Bleeding from the brain can occur when the trauma of a motor vehicle crash causes a person’s cerebrum to whip backward and forward, violently striking against the front and back of the skull. This causes blood vessels to rupture, allowing blood to collect between the brain and skull.
A brain bleed from a car accident can cause permanent damage or death. The trauma causes blood vessels in a person’s head to rupture and the blood puts life-threatening pressure on the person’s brain. Symptoms of a brain bleed may not appear immediately. This can create a false impression that the person is not injured.
Delay in seeking immediate medical attention for this type of injury poses a grave danger. Because the bleeding within a person’s skull may increase slowly and gradually, the symptoms of the person’s injury may not become known for hours or even days after the person was injured in a car crash. It is also possible for a person to appear perfectly “fine” in the immediate aftermath of having suffered a serious head injury in a crash.

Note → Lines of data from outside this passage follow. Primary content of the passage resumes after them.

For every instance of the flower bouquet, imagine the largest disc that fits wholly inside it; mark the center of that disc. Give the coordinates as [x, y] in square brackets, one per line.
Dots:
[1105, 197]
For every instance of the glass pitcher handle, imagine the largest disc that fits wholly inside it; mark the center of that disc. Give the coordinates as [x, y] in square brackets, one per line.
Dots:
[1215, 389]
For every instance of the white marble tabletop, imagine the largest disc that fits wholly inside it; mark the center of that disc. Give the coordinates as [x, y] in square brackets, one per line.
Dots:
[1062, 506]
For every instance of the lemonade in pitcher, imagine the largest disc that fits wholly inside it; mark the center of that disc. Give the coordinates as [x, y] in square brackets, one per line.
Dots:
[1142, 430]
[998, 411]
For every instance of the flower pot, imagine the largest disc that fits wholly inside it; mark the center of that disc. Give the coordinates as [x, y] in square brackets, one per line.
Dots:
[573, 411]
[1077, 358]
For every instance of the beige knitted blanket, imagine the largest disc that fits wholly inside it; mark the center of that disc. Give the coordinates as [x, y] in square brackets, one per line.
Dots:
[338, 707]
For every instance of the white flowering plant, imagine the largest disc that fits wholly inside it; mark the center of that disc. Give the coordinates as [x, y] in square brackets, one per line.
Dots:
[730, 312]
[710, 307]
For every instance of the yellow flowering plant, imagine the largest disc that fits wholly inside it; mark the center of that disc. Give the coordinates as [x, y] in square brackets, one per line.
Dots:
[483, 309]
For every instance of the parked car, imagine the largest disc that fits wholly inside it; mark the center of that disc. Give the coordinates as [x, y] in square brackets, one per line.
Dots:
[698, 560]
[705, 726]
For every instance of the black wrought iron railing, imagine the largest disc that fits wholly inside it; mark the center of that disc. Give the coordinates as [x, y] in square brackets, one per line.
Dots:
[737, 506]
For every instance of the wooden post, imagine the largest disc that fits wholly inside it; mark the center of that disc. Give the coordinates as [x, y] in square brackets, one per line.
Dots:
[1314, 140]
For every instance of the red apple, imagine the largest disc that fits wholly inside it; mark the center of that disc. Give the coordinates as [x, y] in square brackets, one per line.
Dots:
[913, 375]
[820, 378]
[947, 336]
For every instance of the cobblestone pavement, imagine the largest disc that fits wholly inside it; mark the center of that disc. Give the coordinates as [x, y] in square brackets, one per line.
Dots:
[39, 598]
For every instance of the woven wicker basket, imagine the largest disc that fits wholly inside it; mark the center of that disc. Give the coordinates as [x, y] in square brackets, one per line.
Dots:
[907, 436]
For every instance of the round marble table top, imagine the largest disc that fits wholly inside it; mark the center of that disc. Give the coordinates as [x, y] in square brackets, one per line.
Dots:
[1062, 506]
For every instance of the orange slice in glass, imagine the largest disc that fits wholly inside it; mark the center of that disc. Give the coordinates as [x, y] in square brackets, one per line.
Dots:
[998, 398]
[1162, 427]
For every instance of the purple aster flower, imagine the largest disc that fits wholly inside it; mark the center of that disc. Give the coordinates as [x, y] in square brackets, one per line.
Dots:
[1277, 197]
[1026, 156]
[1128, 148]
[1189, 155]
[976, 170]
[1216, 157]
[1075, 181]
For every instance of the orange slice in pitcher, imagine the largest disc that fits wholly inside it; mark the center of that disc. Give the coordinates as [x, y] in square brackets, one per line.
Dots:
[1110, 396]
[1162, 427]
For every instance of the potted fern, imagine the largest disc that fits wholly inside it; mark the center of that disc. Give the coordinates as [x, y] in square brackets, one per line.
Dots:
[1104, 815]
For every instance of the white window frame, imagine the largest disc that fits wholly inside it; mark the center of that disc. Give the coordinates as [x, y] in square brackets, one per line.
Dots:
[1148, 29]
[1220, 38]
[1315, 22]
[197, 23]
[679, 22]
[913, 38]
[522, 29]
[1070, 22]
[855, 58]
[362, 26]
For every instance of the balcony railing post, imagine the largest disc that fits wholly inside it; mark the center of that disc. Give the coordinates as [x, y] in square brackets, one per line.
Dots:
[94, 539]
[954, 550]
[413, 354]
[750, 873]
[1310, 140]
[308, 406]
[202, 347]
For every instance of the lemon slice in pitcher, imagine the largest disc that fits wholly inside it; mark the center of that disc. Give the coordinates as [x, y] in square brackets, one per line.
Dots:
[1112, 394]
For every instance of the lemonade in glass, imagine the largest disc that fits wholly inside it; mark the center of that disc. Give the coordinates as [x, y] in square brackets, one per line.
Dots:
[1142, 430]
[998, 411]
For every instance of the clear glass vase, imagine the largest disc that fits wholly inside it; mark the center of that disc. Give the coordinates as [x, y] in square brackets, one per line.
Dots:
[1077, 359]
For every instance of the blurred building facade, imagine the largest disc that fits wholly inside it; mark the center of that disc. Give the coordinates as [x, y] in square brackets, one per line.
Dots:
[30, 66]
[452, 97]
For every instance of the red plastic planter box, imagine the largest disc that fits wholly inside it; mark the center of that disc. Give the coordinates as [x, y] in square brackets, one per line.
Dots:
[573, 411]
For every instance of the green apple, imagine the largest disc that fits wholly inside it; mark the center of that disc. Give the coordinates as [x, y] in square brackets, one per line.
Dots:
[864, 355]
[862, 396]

This is known as the “talk and die syndrome” situation that can occur with a slow brain bleed. It describes the tragic circumstance where a motor vehicle crash victim and observers never fully realize they suffered a brain injury. This causes a delay in seeking immediate medical care, unknowingly losing precious time that may have saved health and lives.
If you are experiencing any of the following symptoms – either immediately after or in the hours and days that follow a blow to the head after a vehicle crash – then you should seek medical attention as soon as possible:
- Severe headache (that starts suddenly and is located near the back of the head)
- Sudden loss of or decreased consciousness/alertness
- Difficulty with or loss of movement (paralysis)
- Loss of feeling
- Slurred speech
- Mood and personality changes
- Muscle aches (especially neck and shoulder pain)
- Photophobia, where light bothers or hurts the eyes
- Stiff neck
- Vision problems
Can you sue for a brain bleed injury?
Yes. You can sue the at-fault driver for pain and suffering compensation as a result of your collision-related injuries. Additionally, you may be able to sue the at-fault driver for other economic damages, such as excess and future medical bills and lost wages.
Finally, If your own No-Fault auto insurance company refuses to pay for – or cuts-off – No-Fault benefits related to your medical treatment and care or wage loss for a brain bleed, then you can sue for unpaid, overdue medical bills, attendant care, medical mileage, replacement services and lost wages because your injury has prevented you from returning to work.
Prompt medical attention and treatment can literally be a matter of life or death. The longer bleeding goes undiagnosed and untreated in the brain, the more damage it can cause. Increasing pressure on the brain can cause loss of consciousness, an inability to breathe, coma, serious traumatic brain injury or death.